I then turned and observed everyone else down the car. They were looking down, at their phones, at the ads above their neighbour’s head, or anywhere else other than at the individuals sharing the space with them.

Witnessing the disconnection of us all, I then thought “why do we avoid connection?” I had just done it when I turned away from my new friend. We do it habitually, instinctually, and yet, it’s not our true nature. We all want to connect, at our core.

So, I chose again.

I looked back over at the woman who was now staring at me. She pointed at my tights and suggested I should be wearing snowpants given the weather. I softened and allowed myself to melt into the sweetness of connection. For our eyes to meet. To see each other. “It IS cold today I was freezing on my walk!” She moved her wheelchair toward me.

We spent the next few minutes chatting. About how I was, in fact, not in high school and a practicing lawyer, and about how she was from Newfoundland originally while I was raised in Toronto. As she neared her stop, she asked for my card — “LOVE WARRIOR?!” she laughed.

Once the bell chimed and the doors opened for her stop, she had trouble getting off. The new subways are tough to maneuver and her wheels got stuck between the platform and the car.
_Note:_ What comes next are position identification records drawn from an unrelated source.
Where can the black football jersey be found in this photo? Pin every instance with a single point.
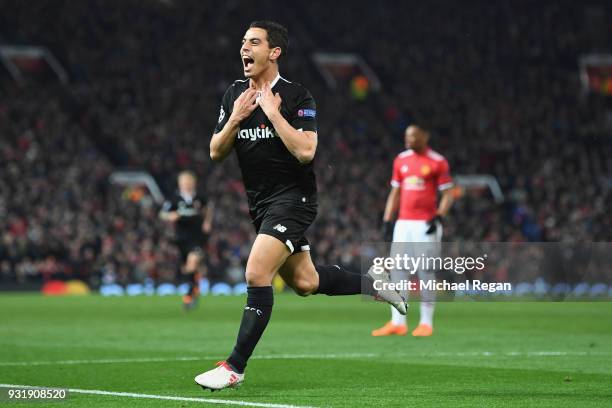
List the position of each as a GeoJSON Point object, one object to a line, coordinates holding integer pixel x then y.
{"type": "Point", "coordinates": [270, 172]}
{"type": "Point", "coordinates": [190, 209]}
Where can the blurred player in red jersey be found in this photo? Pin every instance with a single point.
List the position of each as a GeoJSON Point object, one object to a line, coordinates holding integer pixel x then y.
{"type": "Point", "coordinates": [418, 174]}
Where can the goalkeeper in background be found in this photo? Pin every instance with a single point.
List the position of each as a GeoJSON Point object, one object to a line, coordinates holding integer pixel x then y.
{"type": "Point", "coordinates": [192, 217]}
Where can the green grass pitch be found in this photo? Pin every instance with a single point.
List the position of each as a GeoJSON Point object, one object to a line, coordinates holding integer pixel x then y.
{"type": "Point", "coordinates": [316, 352]}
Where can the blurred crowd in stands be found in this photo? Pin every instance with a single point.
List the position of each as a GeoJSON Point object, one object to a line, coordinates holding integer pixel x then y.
{"type": "Point", "coordinates": [498, 84]}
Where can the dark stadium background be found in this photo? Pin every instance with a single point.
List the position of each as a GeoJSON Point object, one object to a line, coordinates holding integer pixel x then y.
{"type": "Point", "coordinates": [498, 82]}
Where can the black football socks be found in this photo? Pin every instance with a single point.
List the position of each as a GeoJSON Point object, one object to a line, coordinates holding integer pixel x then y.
{"type": "Point", "coordinates": [254, 321]}
{"type": "Point", "coordinates": [335, 280]}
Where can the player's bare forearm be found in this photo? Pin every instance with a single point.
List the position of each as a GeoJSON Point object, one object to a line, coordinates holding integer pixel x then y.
{"type": "Point", "coordinates": [301, 144]}
{"type": "Point", "coordinates": [392, 204]}
{"type": "Point", "coordinates": [445, 202]}
{"type": "Point", "coordinates": [221, 143]}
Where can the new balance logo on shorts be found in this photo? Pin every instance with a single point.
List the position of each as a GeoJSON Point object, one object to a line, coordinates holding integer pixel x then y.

Two guys rushed over and struggled to help her while the subway driver was yelling what to do. It was a whole kerfuffle. But the whole time she held my gaze as I stood beside her, offering my support to my new friend, and was totally upbeat “you’re my witness, lawyer!!!” she laughed as they not so gracefully unwedged her wheels from the gap. She whizzed away and I sat back down. Eyes open this time. Inhale. Exhale.
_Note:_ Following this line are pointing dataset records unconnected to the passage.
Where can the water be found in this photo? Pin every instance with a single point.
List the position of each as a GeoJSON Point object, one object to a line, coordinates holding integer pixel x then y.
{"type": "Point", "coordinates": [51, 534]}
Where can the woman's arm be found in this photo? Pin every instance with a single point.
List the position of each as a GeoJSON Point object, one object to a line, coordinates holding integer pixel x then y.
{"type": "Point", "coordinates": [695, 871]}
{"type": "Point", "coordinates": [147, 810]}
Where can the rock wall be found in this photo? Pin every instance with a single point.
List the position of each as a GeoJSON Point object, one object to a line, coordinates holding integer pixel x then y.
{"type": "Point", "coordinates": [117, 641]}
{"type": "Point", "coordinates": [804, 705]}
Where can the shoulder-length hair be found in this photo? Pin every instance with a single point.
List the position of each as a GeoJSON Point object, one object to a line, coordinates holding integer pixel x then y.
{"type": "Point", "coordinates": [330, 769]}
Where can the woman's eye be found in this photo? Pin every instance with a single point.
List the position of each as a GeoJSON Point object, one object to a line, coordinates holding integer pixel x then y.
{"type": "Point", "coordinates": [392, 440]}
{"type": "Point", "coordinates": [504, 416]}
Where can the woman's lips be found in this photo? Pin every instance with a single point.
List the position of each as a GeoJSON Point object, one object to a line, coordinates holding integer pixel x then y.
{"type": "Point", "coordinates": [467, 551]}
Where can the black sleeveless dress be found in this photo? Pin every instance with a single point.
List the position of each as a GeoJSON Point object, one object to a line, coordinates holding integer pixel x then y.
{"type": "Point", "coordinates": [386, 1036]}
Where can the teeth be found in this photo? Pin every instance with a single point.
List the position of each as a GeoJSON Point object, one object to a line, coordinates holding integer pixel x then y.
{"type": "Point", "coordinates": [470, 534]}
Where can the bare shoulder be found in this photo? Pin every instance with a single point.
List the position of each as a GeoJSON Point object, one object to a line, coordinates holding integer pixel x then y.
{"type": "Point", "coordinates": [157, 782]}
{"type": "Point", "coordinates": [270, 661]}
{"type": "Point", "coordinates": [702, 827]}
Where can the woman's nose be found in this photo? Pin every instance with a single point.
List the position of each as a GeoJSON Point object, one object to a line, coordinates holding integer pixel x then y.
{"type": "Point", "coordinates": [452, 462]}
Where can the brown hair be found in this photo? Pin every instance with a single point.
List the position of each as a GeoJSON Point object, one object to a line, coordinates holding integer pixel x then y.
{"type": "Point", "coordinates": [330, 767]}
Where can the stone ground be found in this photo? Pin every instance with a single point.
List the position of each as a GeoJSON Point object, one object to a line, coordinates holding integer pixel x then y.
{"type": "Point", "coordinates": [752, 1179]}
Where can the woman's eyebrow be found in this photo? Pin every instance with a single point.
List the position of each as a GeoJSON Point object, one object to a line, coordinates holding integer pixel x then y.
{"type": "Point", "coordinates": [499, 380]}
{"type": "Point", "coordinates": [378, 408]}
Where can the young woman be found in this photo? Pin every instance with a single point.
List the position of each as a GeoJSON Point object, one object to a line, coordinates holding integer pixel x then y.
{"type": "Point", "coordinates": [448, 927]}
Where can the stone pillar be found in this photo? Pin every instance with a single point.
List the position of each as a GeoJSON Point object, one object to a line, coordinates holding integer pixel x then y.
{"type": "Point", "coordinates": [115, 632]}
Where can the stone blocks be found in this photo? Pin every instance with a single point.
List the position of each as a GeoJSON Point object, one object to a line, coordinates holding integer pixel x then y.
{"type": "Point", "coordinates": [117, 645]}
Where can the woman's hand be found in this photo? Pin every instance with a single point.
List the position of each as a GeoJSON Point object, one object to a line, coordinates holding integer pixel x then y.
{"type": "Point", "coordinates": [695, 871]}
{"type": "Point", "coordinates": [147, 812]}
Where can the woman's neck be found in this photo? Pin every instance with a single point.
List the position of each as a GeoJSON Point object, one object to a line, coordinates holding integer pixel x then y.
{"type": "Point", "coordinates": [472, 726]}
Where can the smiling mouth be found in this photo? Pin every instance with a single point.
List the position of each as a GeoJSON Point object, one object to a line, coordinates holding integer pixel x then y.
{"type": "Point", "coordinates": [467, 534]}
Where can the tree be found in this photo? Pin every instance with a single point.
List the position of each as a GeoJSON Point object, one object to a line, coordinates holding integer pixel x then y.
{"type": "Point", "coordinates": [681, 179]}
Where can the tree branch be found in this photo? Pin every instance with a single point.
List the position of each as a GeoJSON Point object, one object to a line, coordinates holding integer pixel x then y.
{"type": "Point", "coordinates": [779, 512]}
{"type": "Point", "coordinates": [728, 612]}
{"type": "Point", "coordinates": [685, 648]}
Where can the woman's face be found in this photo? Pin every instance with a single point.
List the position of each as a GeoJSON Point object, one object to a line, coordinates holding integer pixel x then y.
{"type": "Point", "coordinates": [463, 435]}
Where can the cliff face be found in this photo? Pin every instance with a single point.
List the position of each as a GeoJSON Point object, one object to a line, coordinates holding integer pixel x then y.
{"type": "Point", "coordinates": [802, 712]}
Connection! Why do we fear it? There it was. Two strangers sharing a laugh and finding our commonalities. We all need it. We all are BUILT for it — and yet we often willingly choose NOT to.

Later that week I was walking to work and was late because it was so dark in the morning and all I wanted to do was hibernate. I snoozed too many times through my alarm and once I finally peeled myself out of my bed and gathered the courage to leave the cocoon of my apartment, I was annoyed about how rainy and windy it was. Peace is always a thought away, and I knew better than to travel down into a funk so I did what I always do and asked my inner guru for help to reframe the wind, the rain, and the darkness: “help me to see this differently.”
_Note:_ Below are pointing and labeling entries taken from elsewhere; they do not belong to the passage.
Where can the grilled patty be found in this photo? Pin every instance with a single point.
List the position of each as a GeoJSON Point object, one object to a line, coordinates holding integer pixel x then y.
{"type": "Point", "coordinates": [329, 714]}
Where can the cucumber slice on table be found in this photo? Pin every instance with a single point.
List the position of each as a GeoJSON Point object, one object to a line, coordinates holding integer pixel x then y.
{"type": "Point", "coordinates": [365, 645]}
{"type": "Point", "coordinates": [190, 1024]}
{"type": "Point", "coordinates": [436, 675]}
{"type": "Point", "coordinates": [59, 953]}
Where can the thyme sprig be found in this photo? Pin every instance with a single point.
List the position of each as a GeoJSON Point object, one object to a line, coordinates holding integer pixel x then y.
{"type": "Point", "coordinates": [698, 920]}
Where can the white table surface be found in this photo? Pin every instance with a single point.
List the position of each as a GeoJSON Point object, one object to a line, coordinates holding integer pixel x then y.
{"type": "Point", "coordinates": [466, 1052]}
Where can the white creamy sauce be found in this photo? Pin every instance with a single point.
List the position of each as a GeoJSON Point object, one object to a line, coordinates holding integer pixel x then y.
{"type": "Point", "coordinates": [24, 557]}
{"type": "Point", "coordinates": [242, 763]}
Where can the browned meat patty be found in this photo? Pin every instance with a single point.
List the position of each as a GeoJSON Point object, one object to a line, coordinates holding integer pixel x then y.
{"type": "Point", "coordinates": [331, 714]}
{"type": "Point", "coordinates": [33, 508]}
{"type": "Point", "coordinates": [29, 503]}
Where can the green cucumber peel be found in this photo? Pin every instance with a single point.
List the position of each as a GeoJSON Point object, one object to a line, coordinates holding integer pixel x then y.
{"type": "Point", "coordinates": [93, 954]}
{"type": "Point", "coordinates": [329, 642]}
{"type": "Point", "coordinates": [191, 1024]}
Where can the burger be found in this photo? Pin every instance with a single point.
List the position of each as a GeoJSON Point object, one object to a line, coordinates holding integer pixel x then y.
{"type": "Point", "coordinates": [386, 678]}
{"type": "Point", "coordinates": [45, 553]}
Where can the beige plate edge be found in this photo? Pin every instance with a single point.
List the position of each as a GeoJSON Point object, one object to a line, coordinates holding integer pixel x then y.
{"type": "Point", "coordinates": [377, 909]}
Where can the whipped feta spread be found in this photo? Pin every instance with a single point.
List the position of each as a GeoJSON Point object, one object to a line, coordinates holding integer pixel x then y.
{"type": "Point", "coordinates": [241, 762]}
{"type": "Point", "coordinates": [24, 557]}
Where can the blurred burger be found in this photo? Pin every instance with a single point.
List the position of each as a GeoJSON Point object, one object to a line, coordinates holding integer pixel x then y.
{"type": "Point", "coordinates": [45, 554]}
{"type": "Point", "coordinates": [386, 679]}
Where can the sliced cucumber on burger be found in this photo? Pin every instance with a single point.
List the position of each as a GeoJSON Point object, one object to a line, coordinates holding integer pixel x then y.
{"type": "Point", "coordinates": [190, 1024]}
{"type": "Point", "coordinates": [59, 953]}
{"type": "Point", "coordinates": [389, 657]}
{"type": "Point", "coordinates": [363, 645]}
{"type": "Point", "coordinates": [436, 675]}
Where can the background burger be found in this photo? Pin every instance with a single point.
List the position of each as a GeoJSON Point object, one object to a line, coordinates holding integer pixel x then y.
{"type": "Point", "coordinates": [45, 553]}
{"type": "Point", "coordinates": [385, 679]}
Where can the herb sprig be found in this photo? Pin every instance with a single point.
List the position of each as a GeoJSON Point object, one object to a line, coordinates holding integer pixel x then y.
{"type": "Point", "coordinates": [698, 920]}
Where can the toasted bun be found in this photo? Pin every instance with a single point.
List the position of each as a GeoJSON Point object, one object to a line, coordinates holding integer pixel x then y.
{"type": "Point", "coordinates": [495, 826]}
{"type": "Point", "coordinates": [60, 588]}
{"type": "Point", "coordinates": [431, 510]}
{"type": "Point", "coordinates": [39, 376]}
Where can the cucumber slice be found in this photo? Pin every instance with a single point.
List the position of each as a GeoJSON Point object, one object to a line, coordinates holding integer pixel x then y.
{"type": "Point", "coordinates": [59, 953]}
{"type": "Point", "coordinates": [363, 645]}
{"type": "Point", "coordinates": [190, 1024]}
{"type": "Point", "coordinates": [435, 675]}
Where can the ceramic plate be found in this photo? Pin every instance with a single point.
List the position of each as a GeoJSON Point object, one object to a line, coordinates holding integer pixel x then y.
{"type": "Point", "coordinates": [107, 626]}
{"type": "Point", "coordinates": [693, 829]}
I got onto the streetcar because it was too wet to walk. As soon as I got on a disheveled man came up to me “isn’t it nice we can still wear outfits like this at this point in October?” he said, pointing to my running shoes, bare legs and light jacket. There was the moment. Choose to connect or choose to look away. Choose love or choose fear.

I smiled. “YES. It IS amazing!” He replied, “enjoy it. The cold is coming in fast.” Perception changed through connection: no longer was I hung up on the rain, but rather found myself grateful it was still warm enough that I didn’t have to bundle up.

We then got talking about how he was going to meet the cable company because his cable got cut off for failure to pay because he lost his job.. In that moment, he needed the moment of connection too — someone to listen and SEE him and tell him it was okay. He got off at the next stop.

As always, magic, love and connection are always available, we just have to choose it. We forget. We forget that we’re all just dancing through the life game together, at the same time. We forget to connect. We forget that we’re all one. That’s the choice — choose connection or choose fear. What do you choose?